How does the tropical fish world work? Most of the common aquarium fish are either aquacultured or are from essentially fenced in areas of river, from what I understand. though the Cardinal tetras at your local pet store may not have hatched in a tank, they were at least not ripped from the rainforest every day.... or at least if they were there were some fisheries-style controls in place to prevent over-harvest. Such things are also in effect in some states for things like bull frog or certain bait salamanders. I know this because when I apply for research permits in those places I have to decipher their laws to determine if my research requires a commercial permit because technically I get paid to do this (usually the answer is no... but in some cases it is too fuzzy to say for sure, so i default to what they tell me).

are there commercial breeders for red-spotted newt? What about some non-caudates like green anoles or house geckos.

High $$ species that are captive bred are still taken from the wild. I agree entirely. But I have to think that if we were able to get accurate data we'd see that the species widely bred are not as widely captured from the wild as are things like curly-tail lizards.

I think there are cases where this is perhaps clear-cut within the lizard realm. leopard geckos do come in as WC from time to time, but usually from interesting places. the numbers produced in captivity way out-number those imported as wild caught. however, I can probably count on 1 hand the number of people breeding any of the 6 most common "house gecko" species, yet they are sold with price breaks in thousand lots!... but within1 month of hatching a baby house gecko eats more than the wholesale price it will fetch.
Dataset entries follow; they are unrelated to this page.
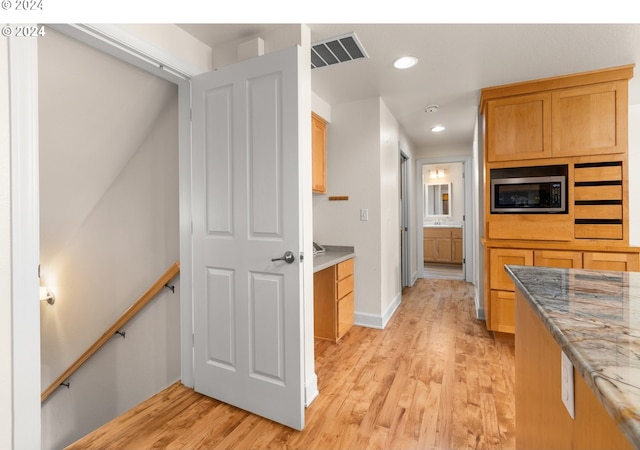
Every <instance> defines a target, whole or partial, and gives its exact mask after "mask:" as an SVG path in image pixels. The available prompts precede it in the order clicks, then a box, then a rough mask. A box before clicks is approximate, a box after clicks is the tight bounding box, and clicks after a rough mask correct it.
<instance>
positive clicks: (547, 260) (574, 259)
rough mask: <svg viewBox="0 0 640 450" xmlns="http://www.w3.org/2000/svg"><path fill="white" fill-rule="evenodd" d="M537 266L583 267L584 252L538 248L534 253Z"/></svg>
mask: <svg viewBox="0 0 640 450" xmlns="http://www.w3.org/2000/svg"><path fill="white" fill-rule="evenodd" d="M533 263H534V265H536V266H545V267H558V268H564V269H581V268H582V252H573V251H564V250H536V251H535V252H534V253H533Z"/></svg>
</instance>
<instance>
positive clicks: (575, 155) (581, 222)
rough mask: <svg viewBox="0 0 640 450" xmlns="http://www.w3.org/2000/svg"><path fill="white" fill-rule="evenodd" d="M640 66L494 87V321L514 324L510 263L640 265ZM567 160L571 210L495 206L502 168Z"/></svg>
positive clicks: (569, 208) (581, 266)
mask: <svg viewBox="0 0 640 450" xmlns="http://www.w3.org/2000/svg"><path fill="white" fill-rule="evenodd" d="M633 69H634V65H628V66H621V67H614V68H610V69H604V70H597V71H592V72H584V73H579V74H573V75H566V76H560V77H553V78H546V79H542V80H534V81H530V82H522V83H517V84H511V85H503V86H496V87H490V88H485V89H483V90H482V95H481V100H480V112H481V114H482V119H483V122H484V123H483V125H484V127H483V130H484V136H483V149H484V161H483V162H484V164H483V170H484V180H485V181H484V195H483V198H484V217H485V223H484V238H483V241H482V243H483V247H484V260H485V268H486V270H485V274H484V290H483V297H484V299H483V301H484V308H485V317H486V322H487V328H488V329H489V330H493V331H499V332H506V333H514V332H515V316H514V307H513V299H514V291H515V286H514V285H513V282H512V281H511V280H510V279H509V277H507V276H506V274H505V272H504V265H505V264H518V265H537V266H550V267H582V268H593V269H599V270H626V271H638V270H640V263H639V253H640V249H638V248H632V247H629V220H628V219H629V210H628V205H629V193H628V168H627V135H628V130H627V126H628V125H627V124H628V80H629V79H631V78H632V77H633ZM559 164H560V165H566V166H567V169H568V170H567V173H568V175H567V186H568V188H567V196H568V200H567V201H568V210H567V213H566V214H499V213H492V212H491V204H490V189H489V188H490V179H491V178H490V175H491V170H492V169H504V168H515V167H529V166H545V165H559Z"/></svg>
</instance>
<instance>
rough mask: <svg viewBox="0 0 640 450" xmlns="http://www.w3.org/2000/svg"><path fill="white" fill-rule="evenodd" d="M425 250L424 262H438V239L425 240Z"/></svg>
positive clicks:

My point is... they should all receive the same attention regardless of $$. but we all know that doesn't happen.

greg

craig
27th October 2003, 13:20
HI all, just to let you know, the truth is the S.atra were all sold to a dealer in Europe for around half the prices offered. Still $200-$250 usd an atra is alot of cash and are now being sold again for around $400 usd. On the cb status, according to a contact, no none of them are cb, with the giglioli and atra anyways.The problem for legal enforcement when importing herps in general is the lack of knowledge on the customs side. We through the community can have an idea of how likely cb status and identity is ect...but the training most custom officials receive in herp related interests let alone caudates is usually zero%/nil!So claiming your importing cb caudates when in fact they are WC is logistically easy if the party you are receiving them from is willing to back the lie.Hence probably the reason also for the higher price tag on both ends.